F. Judge Reyna dissented, arguing that the government could permissibly restrict disparaging commercial speech to protect “the orderly flow of commerce.”

Section 2(a) serves the same substantial government interest as the Lanham Act as a whole — the orderly flow of commerce. Commercial speech that insults groups of people, particularly based on their race, gender, religion, or other demographic identity, tends to disrupt commercial activity and to undermine the stability of the marketplace in much the same manner as discriminatory conduct. The government’s refusal to promote such speech in commerce is not an effort to suppress free expression, but to mitigate the disruptive secondary effects that a particular type of low-value speech may have when used in a commercial context. Because the government’s purpose is to mitigate these secondary effects on commerce rather than to suppress speech, the regulation is content-neutral and intermediate scrutiny applies….

The marketplace of ideas differs dramatically from the marketplace of goods and services. While the marketplace of ideas may tolerate or even benefit from the volatility that accompanies disparaging and insulting speech, the marketplace of goods and services is a wholly different animal. Commerce does not benefit from political volatility, nor from insults, discrimination, or bigotry. Commerce is a communal institution regulated for the mutual economic benefit of all. Commercial speech that discredits or brings reproach upon groups of Americans, particularly based on their race, has a discriminatory impact that undermines commercial activity and the stability of the marketplace in much the same manner as discriminatory conduct.

That discriminatory conduct disrupts commerce is long established…. Discriminatory messages within … commercial channels threaten the same disruptive effects as the discrimination itself. Although the Majority distinguishes between conduct and speech, the distinction is without a difference in this context. Whether a restaurant named “SPICS NOT WELCOME” would actually serve a Hispanic patron is hardly the point. The mere use of the demeaning mark in commerce communicates a discriminatory intent as harmful as the fruit produced by the discriminatory conduct….

Nearly every disparaging mark identified in the voluminous briefing and opinions in this case has involved disparagement of race, gender, ethnicity, national origin, religion, sexual orientation, and similar demographic classification. The impact of advancing these bigoted messages through the ubiquitous channels of commerce may be discriminatory, and even if not discriminatory, at least disruptive to commerce.

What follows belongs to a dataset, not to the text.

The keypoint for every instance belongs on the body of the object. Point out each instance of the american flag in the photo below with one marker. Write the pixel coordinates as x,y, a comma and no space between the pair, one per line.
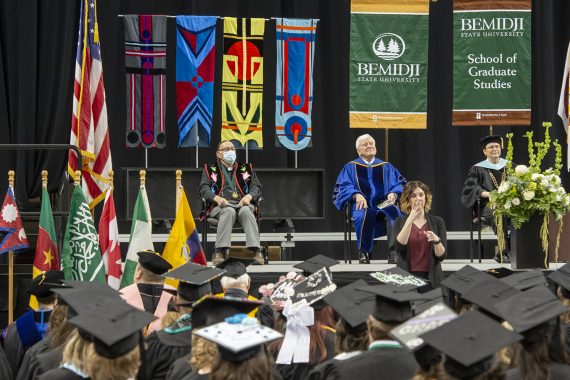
89,129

And though the government doesn’t have a free hand to “ban any speech it finds commercially undesirable,” it may do so when “the government’s substantial interest in the orderly flow of commerce is counterbalanced only by a minimal ‘burden’ on a small subset of low-value commercial speech”:

First, the statute applies only in the commercial context, meaning that it does nothing to impact private speech. Mr. Tam remains free to spread his chosen message to all who would listen without fear of government intervention or reprisal.

Second, § 2(a) does not strictly “burden” Mr. Tam’s speech, but only denies him a government-created benefit — the exclusive right to use that speech in commerce in connection with the sale of particular goods or services….

Section 2(a) also implicates only a modest sliver of particularly low-value speech. Speech that disparages is a narrow subset of speech that offends, and it is a particularly low-value subset at that….

Additionally, any minimal value disparaging speech might offer in the marketplace of ideas is far diminished in the marketplace of goods and services, which is the only context at issue in this appeal. One can hardly imagine what legitimate interest a vendor of goods or services may have in insulting potential customers. Whatever value disparaging speech might possess when used in private life, it loses when used in commerce.